AdWeek's GalleryCat blog posted a chart mapping page lengths in fantasy series not too long ago:
The chart illustrates the reader’s unofficial maxim: “the books of a fantasy series tend to get fatter.” They also noted: “I actually made this a few years ago, which is why there are a few books missing. Found it crawling through old files on my computer! Unfortunately I don’t have the source, and can’t be bothered to update it.”We reflected briefly on the word count analysis that a fan presented us a few years ago, and thought we'd do our own page count comparison of the Bellairs series. Here goes.

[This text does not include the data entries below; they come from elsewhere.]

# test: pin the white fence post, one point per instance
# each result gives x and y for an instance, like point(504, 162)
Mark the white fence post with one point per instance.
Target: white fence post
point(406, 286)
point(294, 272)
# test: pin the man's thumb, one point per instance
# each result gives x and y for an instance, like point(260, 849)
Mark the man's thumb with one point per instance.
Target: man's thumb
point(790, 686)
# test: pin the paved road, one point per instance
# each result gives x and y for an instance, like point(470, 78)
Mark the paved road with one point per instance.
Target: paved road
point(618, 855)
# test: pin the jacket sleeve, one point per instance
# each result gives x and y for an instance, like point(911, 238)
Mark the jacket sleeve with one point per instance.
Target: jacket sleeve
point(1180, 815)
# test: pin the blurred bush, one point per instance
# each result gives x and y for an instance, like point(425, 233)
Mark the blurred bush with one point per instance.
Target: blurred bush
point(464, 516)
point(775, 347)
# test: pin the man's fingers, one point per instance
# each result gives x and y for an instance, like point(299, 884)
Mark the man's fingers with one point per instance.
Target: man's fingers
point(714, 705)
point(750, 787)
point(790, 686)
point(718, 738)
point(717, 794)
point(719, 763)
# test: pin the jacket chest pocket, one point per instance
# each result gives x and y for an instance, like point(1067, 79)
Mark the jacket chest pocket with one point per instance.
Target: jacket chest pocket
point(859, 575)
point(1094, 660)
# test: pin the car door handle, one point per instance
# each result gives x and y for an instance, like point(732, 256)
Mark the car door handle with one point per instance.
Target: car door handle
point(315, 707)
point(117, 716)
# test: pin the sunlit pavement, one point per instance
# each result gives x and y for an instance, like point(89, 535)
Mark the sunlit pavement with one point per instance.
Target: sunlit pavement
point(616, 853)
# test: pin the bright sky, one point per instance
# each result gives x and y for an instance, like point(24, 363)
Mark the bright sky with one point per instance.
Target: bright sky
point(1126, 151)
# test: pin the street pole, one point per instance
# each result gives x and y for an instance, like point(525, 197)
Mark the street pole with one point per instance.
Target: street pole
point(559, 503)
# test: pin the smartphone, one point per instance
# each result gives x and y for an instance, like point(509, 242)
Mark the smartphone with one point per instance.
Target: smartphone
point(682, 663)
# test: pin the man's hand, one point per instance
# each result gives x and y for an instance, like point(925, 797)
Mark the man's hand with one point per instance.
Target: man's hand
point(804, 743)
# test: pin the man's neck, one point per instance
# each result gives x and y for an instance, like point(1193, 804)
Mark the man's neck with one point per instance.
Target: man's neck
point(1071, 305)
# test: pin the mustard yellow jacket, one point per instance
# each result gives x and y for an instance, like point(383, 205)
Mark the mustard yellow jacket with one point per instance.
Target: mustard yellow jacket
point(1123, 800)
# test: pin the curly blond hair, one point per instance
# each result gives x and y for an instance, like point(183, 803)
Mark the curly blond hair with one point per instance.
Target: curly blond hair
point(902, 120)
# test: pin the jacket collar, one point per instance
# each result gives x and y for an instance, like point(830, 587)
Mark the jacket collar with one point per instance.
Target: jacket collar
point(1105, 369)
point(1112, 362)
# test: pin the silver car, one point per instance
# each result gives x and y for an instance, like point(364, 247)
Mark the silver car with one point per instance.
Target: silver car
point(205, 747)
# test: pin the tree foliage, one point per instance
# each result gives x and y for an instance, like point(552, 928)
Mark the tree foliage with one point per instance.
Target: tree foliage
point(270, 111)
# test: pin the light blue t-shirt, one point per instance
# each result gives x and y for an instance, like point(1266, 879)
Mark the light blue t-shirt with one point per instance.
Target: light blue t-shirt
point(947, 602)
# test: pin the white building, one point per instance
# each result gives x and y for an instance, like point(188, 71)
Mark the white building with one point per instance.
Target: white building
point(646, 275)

Barnavelt series: House starts things off with 179 pages, Figure drops to 155, and Letter blasts to 188, the overall maximum for the eventual 12-book series. Bellairs and Strickland keep close to the 150-page range, give or take a few. Strickland's Tower has the fewest pages at 146, with his House (where nobody lived) just a few pages shy of Bellairs's House (the one with a clock).
Monday series: obviously we wish there were more books to plot but yadda yadda. Treasure has 10 more pages than Mansion, Dark has two more pages than Treasure which makes it [Dark] the longest, and that leaves Lamp's 168 pages as fourth in the list.
Dixon series: Here we find the maximum and minimum as far lengths. No book of Bellairs or Strickland has more pages than Curse clocking in at an even 200, and Secret is the all-time shortest at 127 (and we're not counting Pedant in this exercise).
Maybe we'll make a fuller version of this at some point down the road.